Subclassing collections namedtuple

BoltzmannBrain picture BoltzmannBrain · Jun 2, 2017 · Viewed 13.3k times · Source

Python's namedtuple can be really useful as a lightweight, immutable data class. I like using them for bookkeeping parameters rather than dictionaries. When some more functionality is desired, such as a simple docstring or default values, you can easily refactor the namedtuple to a class. However, I've seen classes that inherit from namedtuple. What functionality are they gaining, and what performance are they losing? For example, I would implement this as

from collections import namedtuple

class Pokemon(namedtuple('Pokemon', 'name type level')):
    """
    Attributes
    ----------
    name : str
        What do you call your Pokemon?
    type : str
        grass, rock, electric, etc.
    level : int
        Experience level [0, 100]
    """
     __slots__ = ()

For the sole purpose of being able to document the attrs cleanly, and __slots__ is used to prevent the creation of a __dict__ (keeping the lightweight nature of namedtuples).

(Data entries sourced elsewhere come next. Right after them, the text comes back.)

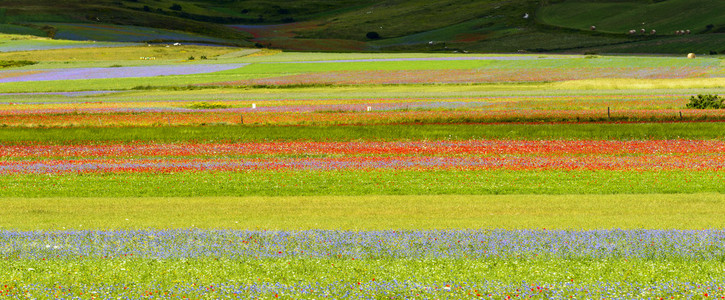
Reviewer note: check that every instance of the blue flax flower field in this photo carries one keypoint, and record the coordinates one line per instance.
(255, 264)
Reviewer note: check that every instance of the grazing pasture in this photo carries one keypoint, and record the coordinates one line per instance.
(242, 173)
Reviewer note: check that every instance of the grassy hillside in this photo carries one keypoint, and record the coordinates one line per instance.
(385, 25)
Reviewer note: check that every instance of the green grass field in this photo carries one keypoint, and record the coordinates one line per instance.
(550, 218)
(369, 212)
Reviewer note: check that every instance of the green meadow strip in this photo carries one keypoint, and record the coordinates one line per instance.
(360, 182)
(625, 131)
(369, 212)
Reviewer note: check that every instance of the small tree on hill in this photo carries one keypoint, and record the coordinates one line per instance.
(706, 102)
(373, 35)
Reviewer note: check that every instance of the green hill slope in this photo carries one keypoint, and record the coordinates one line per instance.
(385, 25)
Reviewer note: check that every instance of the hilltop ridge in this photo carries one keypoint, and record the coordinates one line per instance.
(578, 26)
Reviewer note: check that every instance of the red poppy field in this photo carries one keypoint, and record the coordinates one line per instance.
(307, 175)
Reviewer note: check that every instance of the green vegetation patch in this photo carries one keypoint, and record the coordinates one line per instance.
(15, 63)
(360, 182)
(369, 212)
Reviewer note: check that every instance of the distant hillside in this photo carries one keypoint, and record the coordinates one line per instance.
(386, 25)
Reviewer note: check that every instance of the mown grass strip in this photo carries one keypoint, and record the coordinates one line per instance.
(627, 131)
(360, 182)
(372, 212)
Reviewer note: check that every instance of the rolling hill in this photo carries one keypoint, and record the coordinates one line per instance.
(385, 25)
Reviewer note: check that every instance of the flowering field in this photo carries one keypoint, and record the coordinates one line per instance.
(341, 264)
(259, 174)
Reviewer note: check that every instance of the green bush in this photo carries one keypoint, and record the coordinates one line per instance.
(706, 102)
(15, 63)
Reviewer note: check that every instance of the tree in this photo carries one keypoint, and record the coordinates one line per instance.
(373, 35)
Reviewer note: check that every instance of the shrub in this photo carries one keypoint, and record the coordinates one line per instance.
(373, 35)
(706, 102)
(16, 63)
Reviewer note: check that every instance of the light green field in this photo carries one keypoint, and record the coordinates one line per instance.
(372, 212)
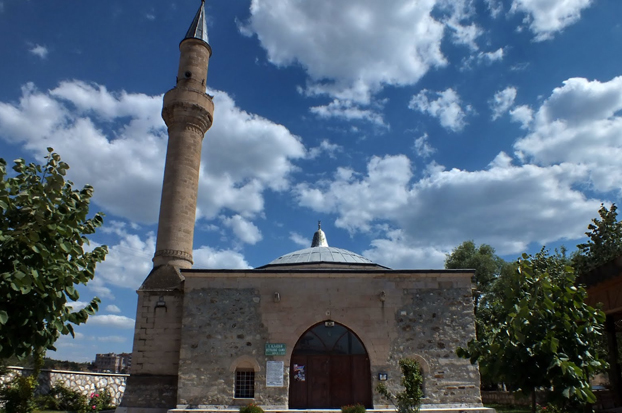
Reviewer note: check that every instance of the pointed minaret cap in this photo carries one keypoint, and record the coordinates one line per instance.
(319, 238)
(198, 28)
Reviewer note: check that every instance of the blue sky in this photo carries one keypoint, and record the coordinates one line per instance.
(405, 126)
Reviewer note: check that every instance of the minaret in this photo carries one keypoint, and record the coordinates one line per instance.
(187, 111)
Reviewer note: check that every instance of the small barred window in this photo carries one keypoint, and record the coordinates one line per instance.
(244, 384)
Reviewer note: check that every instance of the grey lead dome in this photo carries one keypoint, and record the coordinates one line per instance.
(321, 253)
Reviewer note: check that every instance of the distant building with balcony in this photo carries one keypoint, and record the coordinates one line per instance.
(113, 363)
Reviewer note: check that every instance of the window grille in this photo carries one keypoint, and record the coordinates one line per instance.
(244, 384)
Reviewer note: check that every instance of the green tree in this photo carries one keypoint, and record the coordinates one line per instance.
(540, 334)
(604, 241)
(408, 400)
(487, 265)
(43, 227)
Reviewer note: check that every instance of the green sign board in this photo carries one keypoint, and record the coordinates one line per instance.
(275, 349)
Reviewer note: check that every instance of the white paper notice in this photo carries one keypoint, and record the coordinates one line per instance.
(274, 373)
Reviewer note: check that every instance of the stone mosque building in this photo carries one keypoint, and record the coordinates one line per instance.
(317, 328)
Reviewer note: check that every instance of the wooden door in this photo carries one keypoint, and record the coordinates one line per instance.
(329, 368)
(318, 386)
(340, 381)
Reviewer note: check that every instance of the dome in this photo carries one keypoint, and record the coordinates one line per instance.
(321, 255)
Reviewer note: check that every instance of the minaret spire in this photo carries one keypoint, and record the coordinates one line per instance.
(188, 113)
(198, 28)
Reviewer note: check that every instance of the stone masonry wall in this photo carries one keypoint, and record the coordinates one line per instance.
(85, 383)
(431, 324)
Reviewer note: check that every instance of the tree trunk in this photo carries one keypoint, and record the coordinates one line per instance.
(533, 400)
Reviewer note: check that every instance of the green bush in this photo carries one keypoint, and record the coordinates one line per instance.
(356, 408)
(18, 394)
(409, 400)
(251, 408)
(63, 398)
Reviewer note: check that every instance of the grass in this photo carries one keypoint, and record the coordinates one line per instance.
(510, 409)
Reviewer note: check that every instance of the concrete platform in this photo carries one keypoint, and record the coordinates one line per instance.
(424, 409)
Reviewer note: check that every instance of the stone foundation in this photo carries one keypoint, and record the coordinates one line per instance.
(84, 382)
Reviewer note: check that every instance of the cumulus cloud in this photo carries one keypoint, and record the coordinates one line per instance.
(113, 309)
(110, 320)
(348, 110)
(444, 207)
(580, 123)
(128, 261)
(522, 114)
(243, 229)
(364, 45)
(40, 51)
(502, 101)
(112, 339)
(447, 108)
(325, 147)
(209, 258)
(76, 305)
(547, 17)
(422, 146)
(116, 141)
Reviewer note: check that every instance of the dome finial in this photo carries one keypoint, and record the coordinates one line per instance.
(319, 238)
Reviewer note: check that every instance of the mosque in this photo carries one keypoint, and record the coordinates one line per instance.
(318, 328)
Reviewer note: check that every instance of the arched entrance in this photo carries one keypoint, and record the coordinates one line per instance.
(329, 369)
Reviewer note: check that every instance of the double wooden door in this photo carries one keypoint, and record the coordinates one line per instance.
(319, 381)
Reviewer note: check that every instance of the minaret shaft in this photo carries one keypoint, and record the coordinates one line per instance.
(188, 113)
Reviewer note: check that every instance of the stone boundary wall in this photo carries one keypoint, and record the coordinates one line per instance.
(508, 398)
(84, 382)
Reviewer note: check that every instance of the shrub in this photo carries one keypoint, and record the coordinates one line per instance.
(251, 408)
(18, 394)
(63, 398)
(357, 408)
(409, 400)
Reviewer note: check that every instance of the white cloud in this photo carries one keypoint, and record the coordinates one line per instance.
(299, 239)
(445, 207)
(40, 51)
(485, 58)
(111, 308)
(502, 101)
(110, 320)
(396, 251)
(76, 305)
(348, 110)
(116, 141)
(112, 339)
(422, 147)
(580, 123)
(128, 262)
(208, 258)
(363, 45)
(447, 108)
(547, 17)
(243, 229)
(522, 114)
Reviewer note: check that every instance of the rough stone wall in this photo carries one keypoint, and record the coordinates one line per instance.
(431, 324)
(85, 383)
(220, 326)
(230, 316)
(155, 355)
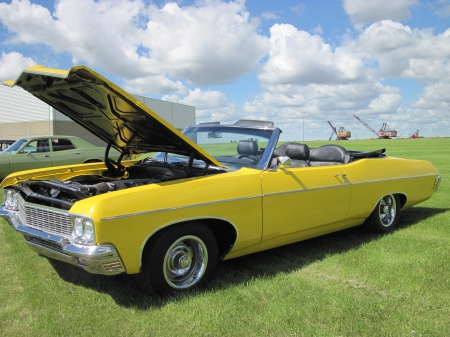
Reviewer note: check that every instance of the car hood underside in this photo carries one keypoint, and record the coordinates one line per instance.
(107, 111)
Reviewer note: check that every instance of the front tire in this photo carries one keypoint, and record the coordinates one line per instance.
(179, 258)
(385, 216)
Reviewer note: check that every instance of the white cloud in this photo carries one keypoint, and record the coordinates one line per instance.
(298, 57)
(269, 16)
(212, 42)
(317, 30)
(202, 100)
(12, 64)
(299, 9)
(435, 96)
(158, 84)
(399, 51)
(368, 11)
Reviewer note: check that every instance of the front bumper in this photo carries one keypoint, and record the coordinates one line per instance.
(102, 259)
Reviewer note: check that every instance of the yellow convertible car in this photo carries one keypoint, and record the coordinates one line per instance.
(209, 193)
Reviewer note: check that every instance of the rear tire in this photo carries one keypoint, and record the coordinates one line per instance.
(179, 258)
(385, 216)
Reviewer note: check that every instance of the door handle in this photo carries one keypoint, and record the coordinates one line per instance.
(343, 176)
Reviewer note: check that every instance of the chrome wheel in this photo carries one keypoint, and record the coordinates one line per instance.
(185, 262)
(387, 210)
(385, 216)
(179, 258)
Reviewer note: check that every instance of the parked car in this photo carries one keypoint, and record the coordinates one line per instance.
(211, 193)
(38, 152)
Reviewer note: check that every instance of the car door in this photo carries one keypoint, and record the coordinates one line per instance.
(65, 152)
(35, 154)
(297, 200)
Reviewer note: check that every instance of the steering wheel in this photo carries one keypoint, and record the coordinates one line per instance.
(252, 157)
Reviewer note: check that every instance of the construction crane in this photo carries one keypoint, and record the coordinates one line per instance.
(366, 125)
(384, 133)
(342, 134)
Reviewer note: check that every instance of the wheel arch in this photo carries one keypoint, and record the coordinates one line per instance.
(403, 199)
(224, 231)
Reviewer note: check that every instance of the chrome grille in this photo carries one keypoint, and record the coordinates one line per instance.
(46, 220)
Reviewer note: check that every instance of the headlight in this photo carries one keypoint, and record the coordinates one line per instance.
(11, 198)
(83, 230)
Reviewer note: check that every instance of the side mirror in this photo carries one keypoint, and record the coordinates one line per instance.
(283, 162)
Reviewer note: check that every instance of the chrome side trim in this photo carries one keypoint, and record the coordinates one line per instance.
(178, 208)
(347, 183)
(303, 190)
(392, 179)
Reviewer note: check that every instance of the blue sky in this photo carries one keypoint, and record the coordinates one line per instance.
(291, 62)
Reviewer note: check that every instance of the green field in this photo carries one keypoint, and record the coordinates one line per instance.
(348, 283)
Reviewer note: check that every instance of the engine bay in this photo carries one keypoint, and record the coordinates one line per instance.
(63, 194)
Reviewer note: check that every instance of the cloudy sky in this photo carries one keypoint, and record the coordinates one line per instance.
(297, 63)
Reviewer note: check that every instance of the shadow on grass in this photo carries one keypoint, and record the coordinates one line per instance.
(125, 291)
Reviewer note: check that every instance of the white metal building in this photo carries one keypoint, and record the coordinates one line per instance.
(23, 115)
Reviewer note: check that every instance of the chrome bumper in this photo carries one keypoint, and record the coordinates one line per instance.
(102, 259)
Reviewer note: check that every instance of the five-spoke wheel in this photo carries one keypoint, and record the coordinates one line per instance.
(179, 257)
(385, 216)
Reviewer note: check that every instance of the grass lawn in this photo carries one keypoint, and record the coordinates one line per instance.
(348, 283)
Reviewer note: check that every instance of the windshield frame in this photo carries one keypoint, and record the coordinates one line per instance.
(272, 140)
(15, 147)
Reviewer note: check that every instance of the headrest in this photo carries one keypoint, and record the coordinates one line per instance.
(333, 153)
(247, 147)
(280, 151)
(298, 151)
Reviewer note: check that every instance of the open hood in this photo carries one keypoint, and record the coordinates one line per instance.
(107, 111)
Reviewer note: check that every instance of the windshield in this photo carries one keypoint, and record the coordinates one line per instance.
(15, 147)
(232, 146)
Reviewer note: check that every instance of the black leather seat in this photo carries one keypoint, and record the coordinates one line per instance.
(247, 148)
(329, 155)
(298, 153)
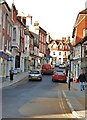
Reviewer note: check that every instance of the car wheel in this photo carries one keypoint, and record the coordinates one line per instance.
(52, 79)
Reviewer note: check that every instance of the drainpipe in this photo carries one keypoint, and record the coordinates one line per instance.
(81, 55)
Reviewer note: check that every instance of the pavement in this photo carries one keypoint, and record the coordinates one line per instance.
(75, 98)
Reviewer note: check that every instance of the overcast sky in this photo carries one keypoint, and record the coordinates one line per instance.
(55, 16)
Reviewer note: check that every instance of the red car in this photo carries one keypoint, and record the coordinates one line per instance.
(59, 76)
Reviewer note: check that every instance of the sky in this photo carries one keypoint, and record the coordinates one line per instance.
(57, 17)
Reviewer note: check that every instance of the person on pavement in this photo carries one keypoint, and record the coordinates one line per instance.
(82, 80)
(70, 79)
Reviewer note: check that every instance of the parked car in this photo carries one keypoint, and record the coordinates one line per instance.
(35, 75)
(46, 69)
(62, 66)
(59, 76)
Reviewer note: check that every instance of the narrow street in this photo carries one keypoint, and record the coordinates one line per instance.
(36, 99)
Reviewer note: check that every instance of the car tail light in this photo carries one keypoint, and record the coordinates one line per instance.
(29, 75)
(39, 76)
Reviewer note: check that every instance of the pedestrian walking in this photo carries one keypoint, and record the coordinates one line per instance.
(82, 80)
(70, 80)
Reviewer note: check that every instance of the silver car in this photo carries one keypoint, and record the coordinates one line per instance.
(35, 75)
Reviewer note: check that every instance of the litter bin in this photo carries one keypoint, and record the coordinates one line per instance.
(11, 74)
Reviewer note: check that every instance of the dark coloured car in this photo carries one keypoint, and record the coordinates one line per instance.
(35, 75)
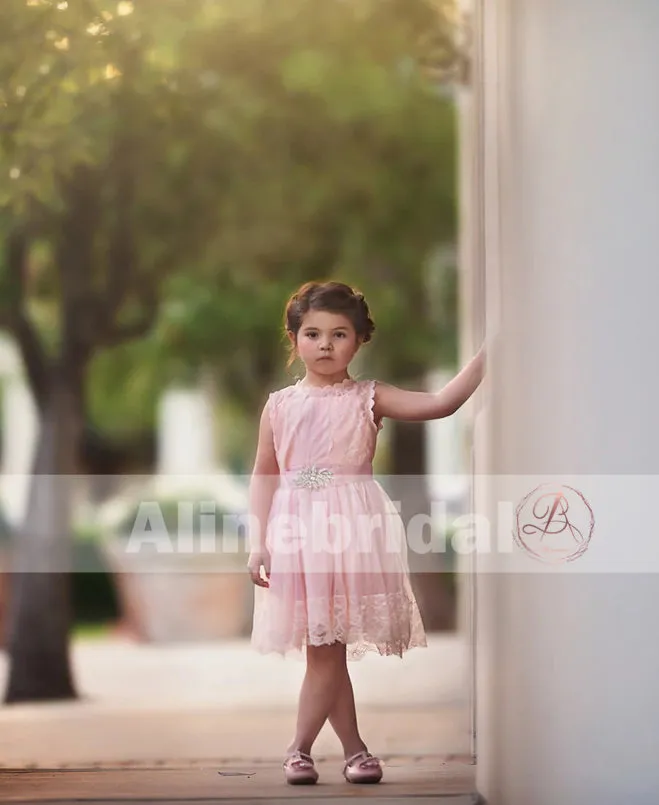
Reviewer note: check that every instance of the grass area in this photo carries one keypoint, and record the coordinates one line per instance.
(91, 631)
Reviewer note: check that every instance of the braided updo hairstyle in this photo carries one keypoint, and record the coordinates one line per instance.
(333, 297)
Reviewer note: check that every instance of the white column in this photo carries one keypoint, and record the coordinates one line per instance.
(568, 663)
(186, 437)
(20, 425)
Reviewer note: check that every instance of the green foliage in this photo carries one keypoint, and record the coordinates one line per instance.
(181, 165)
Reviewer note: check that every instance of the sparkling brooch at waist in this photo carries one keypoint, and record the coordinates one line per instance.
(313, 477)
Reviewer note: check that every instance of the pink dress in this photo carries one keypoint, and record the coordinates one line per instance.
(337, 543)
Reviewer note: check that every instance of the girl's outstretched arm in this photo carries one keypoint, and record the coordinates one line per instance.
(262, 487)
(420, 406)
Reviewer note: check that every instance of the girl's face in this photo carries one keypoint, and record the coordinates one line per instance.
(326, 342)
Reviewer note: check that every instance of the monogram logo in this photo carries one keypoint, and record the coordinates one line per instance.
(554, 523)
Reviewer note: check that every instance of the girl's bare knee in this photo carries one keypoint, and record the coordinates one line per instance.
(328, 658)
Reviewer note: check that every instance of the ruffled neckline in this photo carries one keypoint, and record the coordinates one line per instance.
(331, 388)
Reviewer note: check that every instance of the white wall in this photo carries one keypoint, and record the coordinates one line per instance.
(568, 662)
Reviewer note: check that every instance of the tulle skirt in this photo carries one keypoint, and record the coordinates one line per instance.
(338, 573)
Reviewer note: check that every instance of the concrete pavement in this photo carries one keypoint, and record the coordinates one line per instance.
(164, 721)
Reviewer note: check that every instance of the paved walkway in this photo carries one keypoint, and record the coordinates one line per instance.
(176, 724)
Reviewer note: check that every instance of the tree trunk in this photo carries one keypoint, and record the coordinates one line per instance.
(432, 585)
(40, 611)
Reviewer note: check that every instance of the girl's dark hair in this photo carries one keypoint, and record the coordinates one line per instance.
(333, 297)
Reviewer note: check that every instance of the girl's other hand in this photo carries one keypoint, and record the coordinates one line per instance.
(259, 559)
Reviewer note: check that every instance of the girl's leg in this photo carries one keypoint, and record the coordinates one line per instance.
(343, 715)
(322, 681)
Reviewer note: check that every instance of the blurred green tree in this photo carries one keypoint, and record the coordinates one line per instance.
(169, 171)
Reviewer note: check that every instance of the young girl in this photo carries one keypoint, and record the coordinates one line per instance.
(330, 565)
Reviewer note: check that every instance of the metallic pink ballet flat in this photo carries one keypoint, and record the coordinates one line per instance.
(363, 768)
(299, 769)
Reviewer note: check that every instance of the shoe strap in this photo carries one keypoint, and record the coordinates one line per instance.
(367, 759)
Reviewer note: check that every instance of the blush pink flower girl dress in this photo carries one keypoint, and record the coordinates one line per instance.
(337, 544)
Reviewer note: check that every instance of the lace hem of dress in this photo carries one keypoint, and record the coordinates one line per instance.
(389, 624)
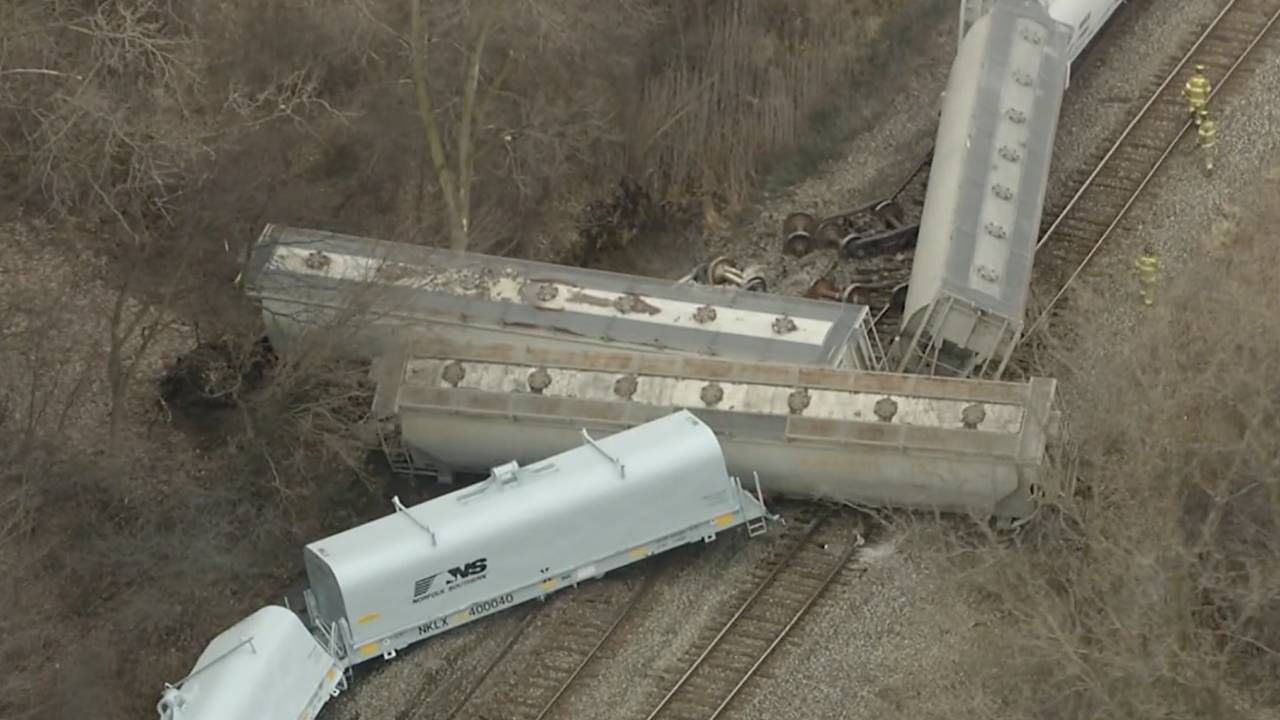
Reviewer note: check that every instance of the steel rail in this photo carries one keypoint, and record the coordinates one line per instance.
(804, 609)
(586, 660)
(810, 531)
(1088, 183)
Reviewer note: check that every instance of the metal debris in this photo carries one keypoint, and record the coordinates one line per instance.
(632, 302)
(453, 373)
(539, 381)
(712, 395)
(886, 408)
(318, 260)
(547, 292)
(625, 387)
(784, 324)
(704, 314)
(798, 401)
(973, 415)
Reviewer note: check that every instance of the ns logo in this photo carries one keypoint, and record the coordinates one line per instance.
(424, 586)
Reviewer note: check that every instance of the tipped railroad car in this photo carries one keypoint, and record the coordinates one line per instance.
(521, 534)
(369, 296)
(970, 277)
(868, 438)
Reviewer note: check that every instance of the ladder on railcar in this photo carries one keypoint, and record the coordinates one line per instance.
(398, 456)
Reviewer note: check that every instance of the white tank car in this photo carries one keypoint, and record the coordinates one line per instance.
(268, 666)
(521, 534)
(369, 296)
(867, 438)
(1084, 17)
(970, 276)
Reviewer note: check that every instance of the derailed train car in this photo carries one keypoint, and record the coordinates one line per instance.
(871, 438)
(524, 533)
(268, 665)
(521, 534)
(369, 296)
(970, 278)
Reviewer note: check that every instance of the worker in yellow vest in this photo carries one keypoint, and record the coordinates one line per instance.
(1197, 91)
(1148, 273)
(1206, 139)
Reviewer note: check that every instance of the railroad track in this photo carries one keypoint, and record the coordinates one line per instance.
(808, 560)
(1100, 205)
(538, 689)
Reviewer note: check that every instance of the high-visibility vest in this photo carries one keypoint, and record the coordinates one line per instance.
(1147, 267)
(1206, 135)
(1197, 91)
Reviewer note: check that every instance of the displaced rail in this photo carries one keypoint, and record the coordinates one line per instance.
(809, 559)
(1092, 215)
(560, 665)
(883, 226)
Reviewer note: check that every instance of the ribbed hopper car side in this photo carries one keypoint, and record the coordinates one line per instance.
(868, 438)
(524, 533)
(970, 277)
(369, 296)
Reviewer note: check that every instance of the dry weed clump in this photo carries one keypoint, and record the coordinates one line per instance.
(209, 118)
(1156, 591)
(739, 82)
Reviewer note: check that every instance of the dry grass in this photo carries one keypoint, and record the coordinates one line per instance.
(1156, 591)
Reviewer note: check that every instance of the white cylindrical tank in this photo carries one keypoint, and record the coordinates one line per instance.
(266, 666)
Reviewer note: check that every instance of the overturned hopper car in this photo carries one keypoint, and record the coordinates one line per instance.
(868, 438)
(369, 296)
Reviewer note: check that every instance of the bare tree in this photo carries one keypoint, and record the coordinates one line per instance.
(455, 174)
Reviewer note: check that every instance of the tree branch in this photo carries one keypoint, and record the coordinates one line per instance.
(443, 174)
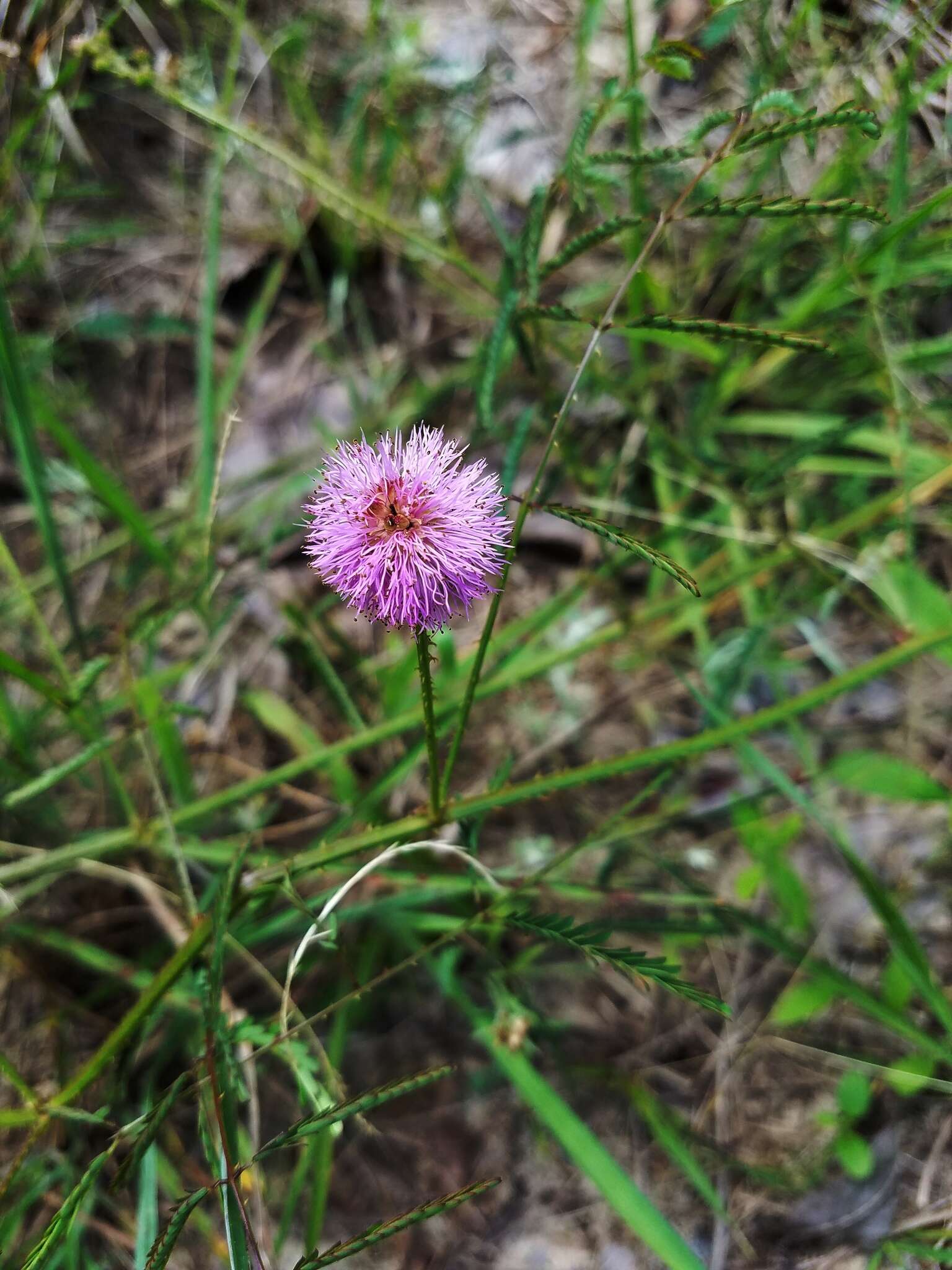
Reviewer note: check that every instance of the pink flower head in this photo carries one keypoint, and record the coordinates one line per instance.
(403, 531)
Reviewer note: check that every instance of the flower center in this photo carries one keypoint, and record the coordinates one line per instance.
(391, 512)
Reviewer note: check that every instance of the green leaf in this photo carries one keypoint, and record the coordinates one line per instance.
(667, 1132)
(845, 115)
(853, 1095)
(855, 1155)
(589, 1156)
(910, 1073)
(758, 206)
(366, 1101)
(493, 361)
(728, 331)
(895, 985)
(886, 776)
(622, 539)
(589, 939)
(150, 1129)
(914, 600)
(18, 414)
(52, 1237)
(54, 775)
(381, 1231)
(641, 158)
(586, 242)
(108, 491)
(803, 1001)
(164, 1246)
(40, 683)
(672, 65)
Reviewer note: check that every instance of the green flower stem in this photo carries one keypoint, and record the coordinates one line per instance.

Is there a better recommendation of a lightweight data class for documenting parameters? Note I'm using Python 2.7.

Answer

Rick supports Monica picture Rick supports Monica · Jun 2, 2017

NEW UPDATE:

In python 3.6+, you can use the new typed syntax and create a typing.NamedTuple. The new syntax supports all the usual python class creation features (docstrings, multiple inheritance, default arguments, methods, etc etc are available as of 3.6.1):

import typing

class Pokemon(MyMixin, typing.NamedTuple):
    """
    Attributes
    ----------
    name : str
        What do you call your Pokemon?
    type : str
        grass, rock, electric, etc.
    level : int
        Experience level [0, 100]
    """
    name: str
    type: str
    level: int = 0 # 3.6.1 required for default args

    def method(self):
        # method work

The class objects created by this version are mostly equivalent to the original collections.namedtuple, except for a few details.

You can also use the same syntax as the old named tuple:

Pokemon = typing.NamedTuple('Pokemon', [('name', str), ('type', str), ('level', int)])

Original Answer


Short answer: no, unless you are using Python < 3.5

The P3 docs seem to imply pretty clearly that unless you need to add calculated fields (i.e., descriptors), subclassing namedtuple is not considered the canonical approach. This is because you can update the docstrings directly (they are now writable as of 3.5!).

Subclassing is not useful for adding new, stored fields. Instead, simply create a new named tuple type from the _fields attribute...

Docstrings can be customized by making direct assignments to the __doc__ fields...

UPDATE:

There are now a couple other compelling possibilities for lightweight data classes in the latest versions of Python.

One is types.SimpleNamespace (Python 3.3 and later). It is not structured like namedtuple, but structure isn't always necessary.

One thing to note about SimpleNamespace: by default it is required to explicitly designate the field names when instantiating the class. This can be got around fairly easily, though, with a call to super().__init__:

from types import SimpleNamespace

class Pokemon(SimpleNamespace):
    """
    Attributes
    ----------
    name : str
        What do you call your Pokemon?
    type : str
        grass, rock, electric, etc.
    level : int
        Experience level [0, 100]
    """
    __slots__ = ("name", "type", "level")
    # note that use of __init__ is optional
    def __init__(self, name, type, level):
        super().__init__(name=name, type=type, level=level)

Another intriguing option- which is available as of Python 3.7 - is dataclasses.dataclass (see also PEP 557):

from dataclasses import dataclass

@dataclass
class Pokemon:
    __slots__ = ("name", "type", "level")
    name: str  # What do you call your Pokemon?
    type: str  # grass, rock, electric, etc.
    level: int = 0  # Experience level [0, 100]

Note that both of these suggestions are mutable by default, and that __slots__ is not required for either one.